[vector][distribution] Bug fix in `moveRegionToNewWarpOpAndAppendReturns` #153656

charithaintc · 2025-08-14T19:38:43Z

moveRegionToNewWarpOpAndAppendReturns implicitly assumes that there are no duplicates in the WarpOp's yield operands. It uses a SetVector to store the yielded values and SmallVector to collect the corresponding yielded types. This creates an issue when there are duplicated yielded values as shown in the test case.
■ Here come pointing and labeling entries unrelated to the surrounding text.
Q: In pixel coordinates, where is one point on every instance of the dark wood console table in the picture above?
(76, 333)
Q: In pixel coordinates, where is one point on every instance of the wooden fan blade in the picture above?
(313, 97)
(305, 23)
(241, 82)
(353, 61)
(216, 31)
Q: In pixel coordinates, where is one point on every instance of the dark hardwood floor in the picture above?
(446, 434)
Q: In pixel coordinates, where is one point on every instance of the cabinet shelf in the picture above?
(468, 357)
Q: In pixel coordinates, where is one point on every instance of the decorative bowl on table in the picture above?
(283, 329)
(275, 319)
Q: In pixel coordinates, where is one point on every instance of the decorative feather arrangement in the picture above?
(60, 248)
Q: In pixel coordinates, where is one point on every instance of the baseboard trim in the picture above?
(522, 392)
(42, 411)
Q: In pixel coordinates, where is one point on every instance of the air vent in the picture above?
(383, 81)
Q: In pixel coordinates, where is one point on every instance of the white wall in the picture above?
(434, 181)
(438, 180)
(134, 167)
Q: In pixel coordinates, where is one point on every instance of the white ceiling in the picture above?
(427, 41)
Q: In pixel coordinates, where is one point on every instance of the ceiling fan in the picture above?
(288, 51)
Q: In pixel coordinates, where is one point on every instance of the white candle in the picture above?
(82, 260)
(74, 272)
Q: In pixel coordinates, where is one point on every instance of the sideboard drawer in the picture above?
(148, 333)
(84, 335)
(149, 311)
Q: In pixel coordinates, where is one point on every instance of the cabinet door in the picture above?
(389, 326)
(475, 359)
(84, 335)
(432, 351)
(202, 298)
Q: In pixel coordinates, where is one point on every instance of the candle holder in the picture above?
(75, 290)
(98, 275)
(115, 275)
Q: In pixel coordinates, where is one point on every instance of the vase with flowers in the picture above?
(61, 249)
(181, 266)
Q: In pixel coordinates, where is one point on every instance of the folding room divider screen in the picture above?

func.func @warp_propagate_duplicated_operands_in_yield(%laneid: index)  {
  %r:3 = gpu.warp_execute_on_lane_0(%laneid)[32] -> (vector<1xf32>, vector<1xf32>, vector<1xf32>) {
    %0 = "some_def"() : () -> (vector<32xf32>)
    %1 = "some_other_def"() : () -> (vector<32xf32>)
    %2 = math.exp %1 : vector<32xf32>
    gpu.yield %2, %0, %0 : vector<32xf32>, vector<32xf32>, vector<32xf32>
  }
  "some_use"(%r#0) : (vector<1xf32>) -> ()
  return
}

This causes a size mismatch in yieldedValues and types causing a crash.

This is a subtle bug. Notice that if WarpOpDeadResult is run before the WarpOpElementwise, this crash won't occur because then the duplicate operands will be simplified by WarpOpDeadResult. However moveRegionToNewWarpOpAndAppendReturns should not assume such pattern application order in practice.

llvmbot · 2025-08-14T19:39:16Z

@llvm/pr-subscribers-mlir-vector
@llvm/pr-subscribers-mlir-gpu

@llvm/pr-subscribers-mlir

Author: Charitha Saumya (charithaintc)

Changes

moveRegionToNewWarpOpAndAppendReturns implicitly assumes that there are no duplicates in the WarpOp's yield operands. It uses a SetVector to store the yielded values and SmallVector to collect the corresponding yielded types. This creates an issue when there are duplicated yielded values as shown in the test case.

func.func @<!-- -->warp_propagate_duplicated_operands_in_yield(%laneid: index)  {
  %r:3 = gpu.warp_execute_on_lane_0(%laneid)[32] -&gt; (vector&lt;1xf32&gt;, vector&lt;1xf32&gt;, vector&lt;1xf32&gt;) {
    %0 = "some_def"() : () -&gt; (vector&lt;32xf32&gt;)
    %1 = "some_other_def"() : () -&gt; (vector&lt;32xf32&gt;)
    %2 = math.exp %1 : vector&lt;32xf32&gt;
    gpu.yield %2, %0, %0 : vector&lt;32xf32&gt;, vector&lt;32xf32&gt;, vector&lt;32xf32&gt;
  }
  "some_use"(%r#<!-- -->0) : (vector&lt;1xf32&gt;) -&gt; ()
  return
}

This causes a size mismatch in yieldedValues and types causing a crash.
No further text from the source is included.